DRtester does not work for binary treatment AND binary outcome #875

yanisvdc · 2024-04-09T23:06:28Z

Hi, here is the code to reproduce the error:

import numpy as np
import pandas as pd
import scipy.stats as st

from econml.metalearners import TLearner
from econml.dml import DML

from econml.validate.drtester import DRtester

from sklearn.ensemble import (RandomForestClassifier, RandomForestRegressor,
                              GradientBoostingClassifier, GradientBoostingRegressor, 
                              AdaBoostClassifier, AdaBoostRegressor)

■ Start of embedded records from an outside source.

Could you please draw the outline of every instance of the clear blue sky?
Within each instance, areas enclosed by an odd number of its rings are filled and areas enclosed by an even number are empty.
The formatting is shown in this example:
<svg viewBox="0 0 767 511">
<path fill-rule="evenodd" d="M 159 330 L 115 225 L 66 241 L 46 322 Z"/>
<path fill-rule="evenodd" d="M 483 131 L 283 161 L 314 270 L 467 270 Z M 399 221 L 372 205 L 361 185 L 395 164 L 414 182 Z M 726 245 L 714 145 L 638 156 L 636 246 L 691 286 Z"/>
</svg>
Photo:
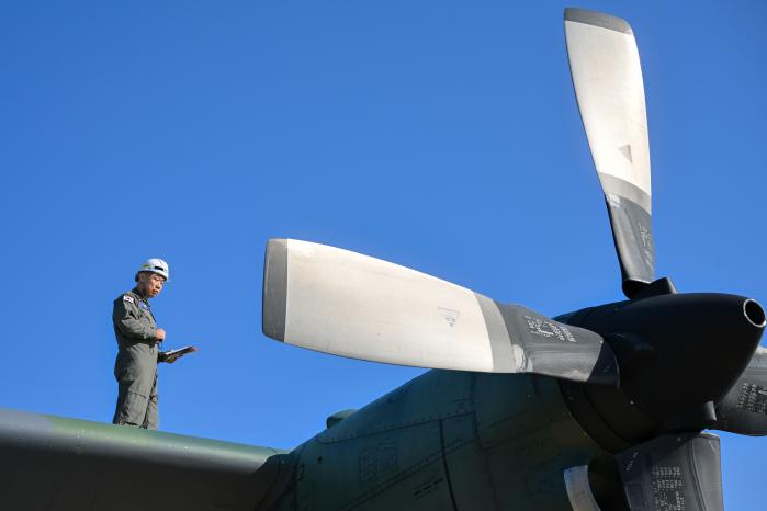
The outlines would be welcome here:
<svg viewBox="0 0 767 511">
<path fill-rule="evenodd" d="M 421 371 L 264 338 L 268 238 L 550 315 L 620 299 L 564 7 L 2 2 L 0 406 L 111 419 L 112 300 L 148 257 L 169 343 L 201 348 L 161 368 L 161 429 L 280 447 Z M 767 3 L 579 7 L 636 34 L 658 274 L 767 303 Z M 723 435 L 729 510 L 766 454 Z"/>
</svg>

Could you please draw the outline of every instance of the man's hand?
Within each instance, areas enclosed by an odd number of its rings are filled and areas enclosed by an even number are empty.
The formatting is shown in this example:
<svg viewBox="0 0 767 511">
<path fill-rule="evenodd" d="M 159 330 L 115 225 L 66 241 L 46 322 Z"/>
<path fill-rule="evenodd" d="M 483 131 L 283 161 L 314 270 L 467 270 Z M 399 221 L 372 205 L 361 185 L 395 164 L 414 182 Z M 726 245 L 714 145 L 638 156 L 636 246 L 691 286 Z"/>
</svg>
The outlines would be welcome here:
<svg viewBox="0 0 767 511">
<path fill-rule="evenodd" d="M 158 328 L 157 331 L 155 332 L 155 342 L 162 342 L 165 341 L 165 330 L 161 328 Z"/>
</svg>

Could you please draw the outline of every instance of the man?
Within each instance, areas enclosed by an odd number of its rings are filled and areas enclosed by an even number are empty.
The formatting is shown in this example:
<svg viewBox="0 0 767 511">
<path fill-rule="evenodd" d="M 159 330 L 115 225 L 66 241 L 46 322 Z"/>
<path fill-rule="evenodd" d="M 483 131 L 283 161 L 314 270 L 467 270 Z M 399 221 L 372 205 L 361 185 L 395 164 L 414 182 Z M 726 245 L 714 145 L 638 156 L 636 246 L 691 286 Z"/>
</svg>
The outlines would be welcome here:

from sklearn.svm import SVC, SVR
from sklearn.neural_network import MLPClassifier, MLPRegressor
from lightgbm import LGBMClassifier, LGBMRegressor
                                
    # Classifiers
from sklearn.dummy import DummyClassifier

np.random.seed(123)

N = 20000  # number of units
K = 5  # number of covariates
num_treatments = 2 # number of treatments (excluding control)

# Generate random Xs
X_mu = np.zeros(5)  # Means of Xs
# Random covariance matrix of Xs
X_sig = np.diag(np.random.rand(5))
X = st.multivariate_normal(X_mu, X_sig).rvs(N)

# Effect of Xs on outcome
X_beta = np.random.uniform(0, 5, K)
# Effect of treatment on outcomes
D_beta = np.array([0, 1, 2])
# Effect of treatment on outcome conditional on X1
DX1_beta = np.array([0, 0, 3])

# Generate treatments based on X and random noise
beta_treat = np.random.uniform(-1, 1, (num_treatments + 1, K))
D1 = np.zeros((N, num_treatments + 1))
for k in range(num_treatments + 1):
    D1[:, k] = X @ beta_treat[k, :] + np.random.gumbel(0, 1, N)
D = np.array([np.where(D1[i, :] == np.max(D1[i, :]))[0][0] for i in range(N)])
D_dum = pd.get_dummies(D)

# Generate Y (based on X, D, and random noise)
Y_sig = 1  # Variance of random outcome noise
Y = X @ X_beta + (D_dum @ D_beta) + X[:, 1] * (D_dum @ DX1_beta) + np.random.normal(0, Y_sig, N)
Y = Y.to_numpy()

# Split into training/validation samples
train_prop = .5
train_N = np.ceil(train_prop * N)
ind = np.array(range(N))
train_ind = np.random.choice(N, int(train_N), replace=False)
val_ind = ind[~np.isin(ind, train_ind)]

Xtrain, Dtrain, Ytrain = X[train_ind], D[train_ind], Y[train_ind]
Xval, Dval, Yval = X[val_ind], D[val_ind], Y[val_ind]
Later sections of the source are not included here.